Fecal microbiota transfer: toward health improvement through the restoration of a
diverse gut microbiota
As illustrated with allo-HSCT treatment and GvHD complication studies, given the importance
of the intestinal microbiota, solutions to maintain a high microbial diversity could
lead to significantly improved clinical outcomes in many diseases. First, it can be
hypothesized that limiting administration of broad-spectrum antibiotics could reduce
the dramatic disruptions of the gut microbiota composition, consequently diminish
the severity of many diseases including GvHD, and thereby reduce mortality. Then,
modulating the gut microbiota to restore the diverse commensal microbial populations
lost during disease treatment could offer novel therapeutic possibilities.
The establishment of bacteriotherapies such as fecal microbiota transfer (FMT), consisting
in administering fecal material from a healthy donor to a patient with an altered
gut microbiota, could be an efficient tool for dysbiosis correction. The purpose of
FMT is to increase microbial diversity and restore a healthy microbiota [1], to re-establish
a symbiotic dialog between intestinal microbiota and the host, and consequently to
improve clinical outcomes and overall health (Fig. 1). For instance, treating dysbiotic
GvHD patients with FMT using a fecal sample associated with a highly diverse microbial
community could be a relevant strategy to restore a healthy gut microbiota and improve
their health (Fig. 2). Thus, in case of allogeneic FMT, the selection of donors could
therefore be guided by the richness and diversity of their intestinal microbiota in
order to maximize the expected benefits of FMT for the patient. Moreover, this strategy
could promote the reintroduction in the gut ecosystem of health-promoting microorganisms
that might reduce the severity of GvHD and the risk of death, such as Blautia or the
Lachnospiraceae and Actinomycetaceae [15, 16]. This could be achieved by conventional
FMT but also by FMT using fecal material enriched with specific health-promoting microorganisms.
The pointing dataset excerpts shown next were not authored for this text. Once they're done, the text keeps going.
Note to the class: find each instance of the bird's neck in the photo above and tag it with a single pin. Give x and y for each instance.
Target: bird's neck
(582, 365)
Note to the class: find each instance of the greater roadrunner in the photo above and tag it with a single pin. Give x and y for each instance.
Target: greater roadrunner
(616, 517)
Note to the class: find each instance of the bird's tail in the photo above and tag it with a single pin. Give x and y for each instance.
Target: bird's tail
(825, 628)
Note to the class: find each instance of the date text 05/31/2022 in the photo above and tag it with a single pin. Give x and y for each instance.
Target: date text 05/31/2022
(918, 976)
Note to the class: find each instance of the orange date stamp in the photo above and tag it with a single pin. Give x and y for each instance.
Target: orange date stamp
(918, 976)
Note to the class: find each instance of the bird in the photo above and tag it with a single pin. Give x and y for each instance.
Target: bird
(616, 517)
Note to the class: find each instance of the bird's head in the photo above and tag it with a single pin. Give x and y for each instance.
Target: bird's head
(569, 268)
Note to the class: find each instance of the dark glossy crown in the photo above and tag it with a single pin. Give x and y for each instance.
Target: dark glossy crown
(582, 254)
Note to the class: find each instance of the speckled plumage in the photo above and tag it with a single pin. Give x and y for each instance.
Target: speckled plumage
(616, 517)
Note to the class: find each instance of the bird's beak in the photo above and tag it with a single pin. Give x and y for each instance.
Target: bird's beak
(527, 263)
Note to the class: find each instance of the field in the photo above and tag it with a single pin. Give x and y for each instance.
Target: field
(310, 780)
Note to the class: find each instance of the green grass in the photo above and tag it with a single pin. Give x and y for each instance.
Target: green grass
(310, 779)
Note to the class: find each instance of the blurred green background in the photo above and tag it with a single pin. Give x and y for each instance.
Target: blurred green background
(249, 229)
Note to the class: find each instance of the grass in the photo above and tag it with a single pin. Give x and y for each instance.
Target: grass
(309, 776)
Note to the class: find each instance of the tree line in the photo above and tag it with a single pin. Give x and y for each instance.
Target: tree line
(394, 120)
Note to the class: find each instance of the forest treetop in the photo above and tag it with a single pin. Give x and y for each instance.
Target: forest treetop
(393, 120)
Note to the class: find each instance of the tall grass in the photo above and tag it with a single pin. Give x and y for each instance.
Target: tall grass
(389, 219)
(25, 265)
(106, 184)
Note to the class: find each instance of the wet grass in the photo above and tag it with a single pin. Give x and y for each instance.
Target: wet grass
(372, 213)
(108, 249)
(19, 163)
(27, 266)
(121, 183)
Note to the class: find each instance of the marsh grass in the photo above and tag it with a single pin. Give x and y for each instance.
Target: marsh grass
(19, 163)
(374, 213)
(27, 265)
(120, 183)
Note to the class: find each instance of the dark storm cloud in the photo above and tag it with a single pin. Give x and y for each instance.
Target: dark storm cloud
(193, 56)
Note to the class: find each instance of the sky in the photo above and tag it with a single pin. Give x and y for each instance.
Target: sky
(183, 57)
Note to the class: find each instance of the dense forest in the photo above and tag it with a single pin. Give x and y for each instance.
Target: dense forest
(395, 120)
These potential beneficial effects of FMT are supported by two recent small case series,
which illustrated that FMT is effective in GvHD patients, with an improvement of gastrointestinal
symptoms and a reduction or disappearance of diarrhea, associated with a reconstruction
of the gut microbiota [20, 21]. Another recent report confirmed and extended the 7
cases reported so far with 5 complete responses and 3 partial responses among 11 treated
patients, with excellent safety profiles [22]. Finally, with the restoration of a
diverse microbiota, FMT could limit pathobiont domination and consequently enhance
resistance to infection by intestinal pathogens through a restored barrier effect
of the gut microbiota. FMT is currently used for treatment of infections with C. difficile
or for MDR bacteria decolonization, and has started to demonstrate its safety and
efficiency on allo-HSCT patients [23–26]. Alternative sterile FMT approaches, which
consist in using filtered stool supernatants free of any microorganism, could also
be very effective and safe for the treatment of immunocompromised GvHD patients [27].
Thus, growing evidence suggests that through the restoration of a rich and diverse
gut microbiota, FMT could be a promising treatment for many digestive or extra-digestive
pathologies involving the gut microbiota symbiosis. As it could be used for the treatment
of GvHD as illustrated here, FMT could also be of interest for the treatment of patients
undergoing cancer therapy for whom the diversity of the gut microbiota significantly
influences the efficiency of immunotherapies [28–30], in patients suffering from severe
alcoholic hepatitis for whom the gut microbiota diversity is related to clinical outcome
[31], or even for patients admitted in intensive care units for whom a diverse gut
microbiota could prevent bacterial infections and sepsis [32, 33].
Furthermore, new therapeutic strategies combining bacteriotherapies such as FMT that
modulates the gut microbiota, and conventional drugs targeting the host physiology
and immune system, offer promising perspectives for effective patient care through
the bilateral restoration of the host-microbiota homeostasis.